Exceto pelos olhares das duas crianças nas fotos – o meu é triste –, parecemos ser o mesmo garoto, apenas retratados em idades diferentes.

– Olha seu avô como estava novinho

separando uma foto, com cuidado, afastando-a das outras do modo como selecionava, quando fazia a escolha do arroz, os grãos bons, segregando estes daqueles que estavam danificados.

– nesta foto!

Admiro-me de vê-lo ali na foto, ainda vivo, saudável, pois a última lembrança que tenho dele

– Esta outra é de pouco antes do dia em que ele faleceu.

é de pouco antes de seu falecimento – quando já não era mais meu avô, apenas uma sombra do homem que ele fora, que teimava em se apresentar encarnada no frágil corpo dele.
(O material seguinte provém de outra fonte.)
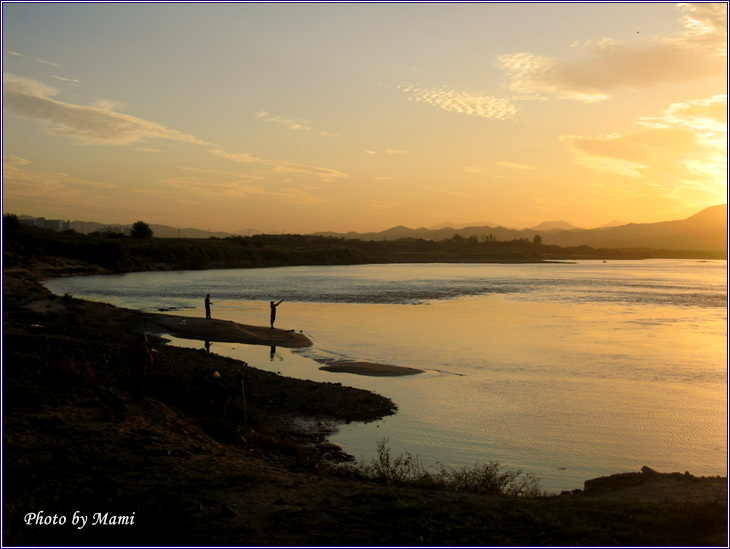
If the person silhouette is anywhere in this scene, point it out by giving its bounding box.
[269,299,284,330]
[129,333,155,400]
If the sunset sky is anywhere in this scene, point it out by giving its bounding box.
[2,3,727,233]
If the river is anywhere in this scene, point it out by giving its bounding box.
[46,260,727,492]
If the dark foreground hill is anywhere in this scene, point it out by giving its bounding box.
[2,256,727,547]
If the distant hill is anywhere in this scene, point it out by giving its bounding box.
[320,204,727,251]
[530,221,580,231]
[18,204,728,252]
[543,204,727,251]
[429,221,494,231]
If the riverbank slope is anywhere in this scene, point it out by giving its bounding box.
[3,258,727,546]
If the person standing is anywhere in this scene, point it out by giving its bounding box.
[130,334,155,400]
[269,299,284,330]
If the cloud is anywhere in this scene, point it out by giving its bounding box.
[165,167,328,205]
[211,150,348,181]
[3,73,207,145]
[256,111,312,130]
[398,83,517,120]
[51,74,81,85]
[3,161,116,212]
[365,149,408,155]
[498,3,727,102]
[3,154,32,166]
[495,162,535,170]
[561,95,727,186]
[165,176,266,198]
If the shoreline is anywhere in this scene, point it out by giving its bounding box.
[3,264,727,546]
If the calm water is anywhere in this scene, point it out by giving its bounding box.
[47,260,727,492]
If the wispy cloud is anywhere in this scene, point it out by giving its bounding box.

Numa foto grande, a cena de uma mesa posta, repleta de comidas e bebidas, rodeada de gente – todos sorriem. Devia ser Natal. Sim, pela quantidade de gente só podia ser: era a única data em que toda a família se reunia. Éramos…, bem, nem todos ali são da família: há amigos, vizinhos (amigos?), agregados. Hoje somos bem menos numerosos: muitos acabaram varridos pra baixo do tapete a que chamam terra pelas vassouradas dos anos.

– Quer um café, filho?

Indaga-me minha avó, já se levantando.

– Quero.

Acompanho-a e vamos juntos até a cozinha,

– Senta aí. Eu passo rapidinho um café quentinho pra gente.

onde nada parece ter mudado: sobre a mesa, o mesmo naperon de crochê, e sobre este o conjunto de chá que dei a ela de presente em algum dia das mães; na cristaleira, os mesmos copos de vidro granulado coloridos; xicarazinhas de porcelana branca, com bordas de esmalte dourado.

– Quer uns bolinhos?

Depositando bem à frente de meus olhos um cesto de bolinhos de chuva amanhecidos, cobertos com uma fina camada branca de açúcar, como se estivessem sido deixados lá fora sob o sereno da noite.

Servi-me de um, dois, três – estavam frios, mas deliciosos.

– Vê se está bom de açúcar.

Oferecendo-me o café feito em um coador de pano, numa xicarazinha de porcelana branca, com borda de esmalte dourado,

– Acho que adocei demais.

pousada sobre um pires de porcelana de um outro padrão, outra cor, que não ornava com o da porcelana da xicarazinha do café.

Não respondi. De repente, vi-me ali à mesa, junto dela, como numa daquelas fotos antigas que há pouco estávamos a vasculhar na velha caixa de papelão, e que tanto diziam, conquanto delas não se ouvia nenhum som.

Um dia, pensei, também eu e ela seremos nada senão fotografias dispostas em uma velha caixa de papelão, e as memórias que estas evocam.